His father lives here during the summer, and goes back to his German house, near Villingen-Schwenningen for the winter. He is a pianist. He drinks cacao in the morning, which is a tall glass of hot chocolate with a pink cardboard straw in it. During the day he listens to vinyls and plays the piano. He leaves the house to go buy vinyls at the Fnac in Avignon-Nord, or if he hears about a garage sale in the area, where he suspects to find more vinyls. He likes Sibelius, Miles Davis, Julie London, Schubert. I find a record of the Winterreise sung by Dietrich Fischer-Dieskau on the shelf, and I ask Dieter, can we listen to this. He is pleased and upset and shrieks aber Nour Winterreise hören in der Provence!
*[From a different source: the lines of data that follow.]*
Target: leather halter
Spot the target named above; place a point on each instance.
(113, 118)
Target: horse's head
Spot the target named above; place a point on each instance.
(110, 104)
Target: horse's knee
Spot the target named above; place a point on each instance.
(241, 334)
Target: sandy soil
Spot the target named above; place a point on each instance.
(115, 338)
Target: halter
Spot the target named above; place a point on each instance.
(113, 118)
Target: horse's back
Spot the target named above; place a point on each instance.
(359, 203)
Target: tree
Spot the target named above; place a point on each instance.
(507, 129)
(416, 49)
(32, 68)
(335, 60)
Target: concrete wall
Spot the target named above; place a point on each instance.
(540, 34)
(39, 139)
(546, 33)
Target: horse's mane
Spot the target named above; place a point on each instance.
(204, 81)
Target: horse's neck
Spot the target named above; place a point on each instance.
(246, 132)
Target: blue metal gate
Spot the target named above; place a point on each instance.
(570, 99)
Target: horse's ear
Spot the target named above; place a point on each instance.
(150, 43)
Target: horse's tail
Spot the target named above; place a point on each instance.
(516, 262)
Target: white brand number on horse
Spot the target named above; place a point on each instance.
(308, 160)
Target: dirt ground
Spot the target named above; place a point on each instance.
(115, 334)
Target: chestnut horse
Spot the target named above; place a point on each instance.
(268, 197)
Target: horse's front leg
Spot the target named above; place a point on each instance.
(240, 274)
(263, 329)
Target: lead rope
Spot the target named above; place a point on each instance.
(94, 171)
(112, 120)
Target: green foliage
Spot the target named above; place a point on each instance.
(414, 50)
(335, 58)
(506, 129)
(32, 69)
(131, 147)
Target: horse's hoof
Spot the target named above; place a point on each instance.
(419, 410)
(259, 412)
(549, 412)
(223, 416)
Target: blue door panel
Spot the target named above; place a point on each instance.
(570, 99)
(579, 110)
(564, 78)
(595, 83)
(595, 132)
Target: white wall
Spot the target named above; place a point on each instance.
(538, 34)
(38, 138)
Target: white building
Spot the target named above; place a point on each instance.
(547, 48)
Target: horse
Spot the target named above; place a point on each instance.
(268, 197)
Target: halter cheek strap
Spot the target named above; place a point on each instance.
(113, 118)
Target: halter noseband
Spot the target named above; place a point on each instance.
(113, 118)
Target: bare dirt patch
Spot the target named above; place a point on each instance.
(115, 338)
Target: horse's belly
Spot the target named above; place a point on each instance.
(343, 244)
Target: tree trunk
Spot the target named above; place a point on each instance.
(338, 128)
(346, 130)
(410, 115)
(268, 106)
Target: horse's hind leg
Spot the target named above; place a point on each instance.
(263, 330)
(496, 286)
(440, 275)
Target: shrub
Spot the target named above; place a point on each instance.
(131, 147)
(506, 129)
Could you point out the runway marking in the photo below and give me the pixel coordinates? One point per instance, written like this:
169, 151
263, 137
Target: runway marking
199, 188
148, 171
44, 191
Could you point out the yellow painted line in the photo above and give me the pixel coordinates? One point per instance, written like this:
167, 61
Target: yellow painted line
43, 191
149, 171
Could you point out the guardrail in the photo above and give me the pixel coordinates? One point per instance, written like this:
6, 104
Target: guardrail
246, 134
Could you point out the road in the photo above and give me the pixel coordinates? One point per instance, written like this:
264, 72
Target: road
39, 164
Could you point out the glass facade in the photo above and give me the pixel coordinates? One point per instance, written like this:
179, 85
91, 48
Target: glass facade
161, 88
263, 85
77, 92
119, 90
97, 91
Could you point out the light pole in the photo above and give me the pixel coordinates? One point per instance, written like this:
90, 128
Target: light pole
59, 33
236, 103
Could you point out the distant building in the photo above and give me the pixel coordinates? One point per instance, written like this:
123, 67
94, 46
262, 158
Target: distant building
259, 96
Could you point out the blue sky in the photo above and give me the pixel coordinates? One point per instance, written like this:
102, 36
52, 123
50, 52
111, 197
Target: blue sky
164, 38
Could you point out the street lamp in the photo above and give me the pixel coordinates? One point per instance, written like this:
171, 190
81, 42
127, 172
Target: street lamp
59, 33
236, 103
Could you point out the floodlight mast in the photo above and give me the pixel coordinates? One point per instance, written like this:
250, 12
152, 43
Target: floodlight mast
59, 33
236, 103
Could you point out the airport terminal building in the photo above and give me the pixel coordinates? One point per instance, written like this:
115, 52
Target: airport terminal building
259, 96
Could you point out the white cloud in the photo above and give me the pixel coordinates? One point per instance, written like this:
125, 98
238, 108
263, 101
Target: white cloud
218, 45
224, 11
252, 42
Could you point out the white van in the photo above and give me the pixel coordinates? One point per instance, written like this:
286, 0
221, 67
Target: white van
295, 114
And as in a film or a novel where the protagonist’s patronym anticipates his character  before we as a spectator or reader get to know him, I got to know Dieter before meeting him, through his last name, Hörr.

His girlfriend Sabine is far less interesting. She drives an anchor-grey Volkswagen van that I call das Autobus and it doesn’t make her laugh. She cooked for us on the first day. She says she always makes tabouleh when she has guests in Germany, but today she made a parmigiana with eggs she brought from Baden-Württenberg. She says she went back there for a garden emergency. She is a working florist. Most tables in the mas are covered of small bowls half filled with pink roses floating on top.

She often wears long tie and dye black dresses that simultaneously hide and flatter her undeniable breast implants. She has bleached ashy blond hair that manages to be sensual when she puts it up in a « messy bun ». She is a thorough cleaner, and sometimes hands Dieter a rake to gather leaves in the garden.

I ask if they ever go to Marseille and Dieter promptly replies that he doesn’t really like Marseille, because of all the cloaked Arabs and their barbaric methods. He says once he was in the center, probably rue d’Aubagne, and he saw something that frightened him away from Marseille. There was all these Araber in their long cloaks threateningly standing in front of ten headless chickens.